Clearly the current system discriminates against smaller parties and Independents who do not have the resources to go through nomination forms looking for potential legal problems.

But even so as in the case of Dixon and Robers this can happen

SO:

There should be a period of grace of between the final day that nomination are allowed to be handed in and the acceptance of nominations.

This would allow candidates to be contacted and any corrections to be made and the forms re summited

Candidates should be asked to list any membership of public bodies and those who are members of of such bodies which would make themselves ineligible to stand should be warned that if elected they have a week to reign from such bodies.

Siônnyn said...

It appears that the information the Electoral Commission sent out to candidates (and which appeared on its website till this week) was based on the 2006 list, not the 2011 list which included the bodies involved in this case, so as far as I can see, that is an absolute defence, and the men should be allowed to take up their seats as soon as possible so that the WG can get on with governing Wales.

But, as has already been remarked, this is Labour choosing to behave as bullies at the start of term, so that everybody else in the Assembly knows they cannot afford to get too upity.

Gwilym said...

No there's no bullying from Labour. They're being remarkably patient on the matter.

UKIP are exploiting the error, of course!

Anonymous said...

Gwilym, you are either naive or you are being utterly disingenuous.

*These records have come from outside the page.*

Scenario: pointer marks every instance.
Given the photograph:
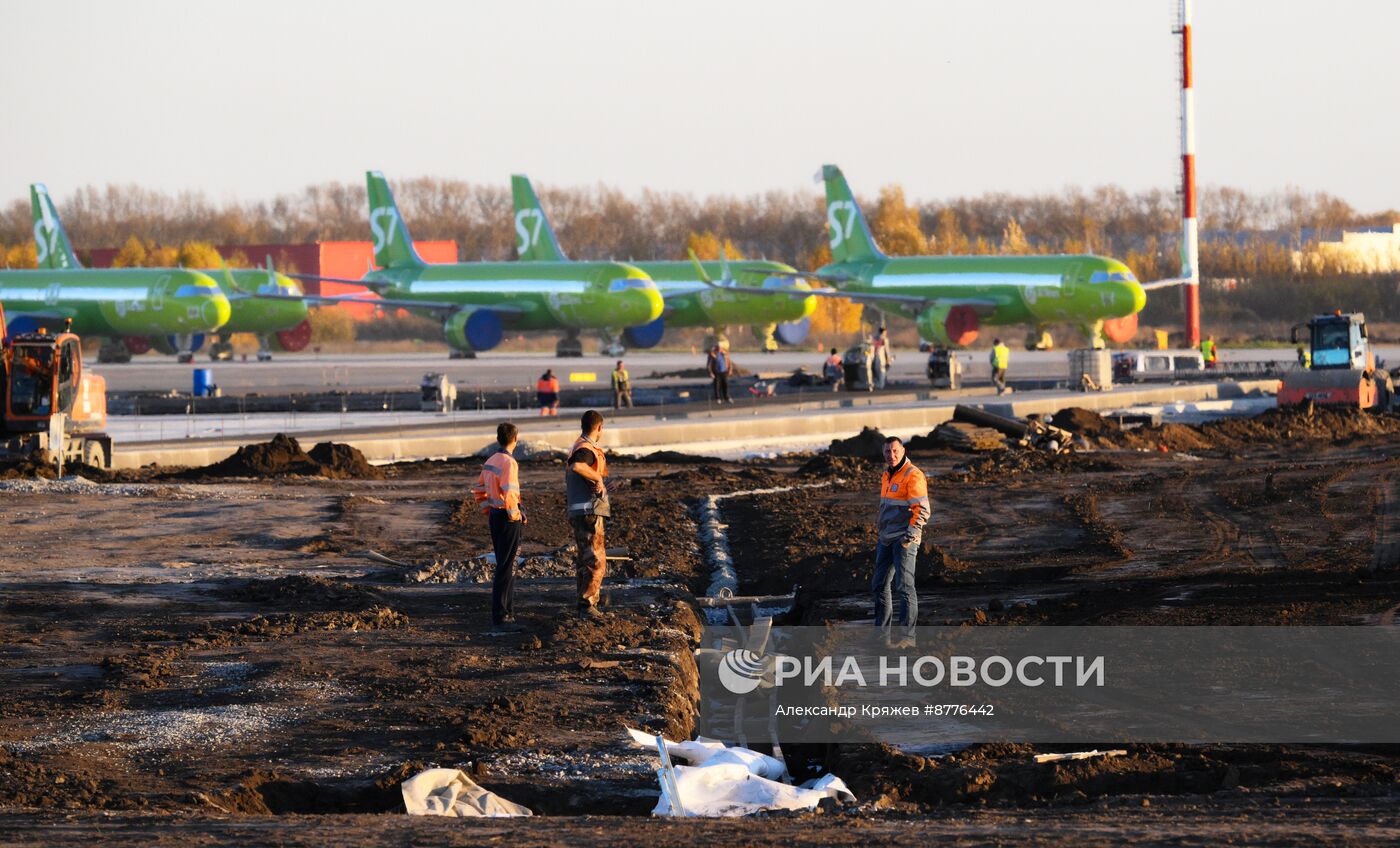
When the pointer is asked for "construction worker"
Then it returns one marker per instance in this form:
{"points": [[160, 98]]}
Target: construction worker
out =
{"points": [[622, 386], [903, 510], [881, 358], [585, 493], [1208, 351], [546, 392], [1000, 360], [718, 365], [832, 370], [499, 493]]}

Here's are two questions for you: if it transpires that any Labour candidates are guilty of the same oversights as the LibDem Two would you favour calling in the police?

And if any elected Labour members have been in (recent) trouble with the law would you favour their disqualification from office on the basis that they have no role to play in a law-making parliament?

A final question to everyone else: noticed the interesting ammendments made to Labour's website in recent days? They surely couldn't be seeking to hide anything could they?

Cant and hypocrisy all the way... Remarkably patient my a*se

MH said...

What one person calls "patience", Gwilym, other people might call indecision, prevarication ... or even a deliberate attempt to spin things out so as to cause maximum embarrassment to their political opponents, perhaps secretly hoping that they will fall on their swords and spare them the trouble of having to make a decision at all.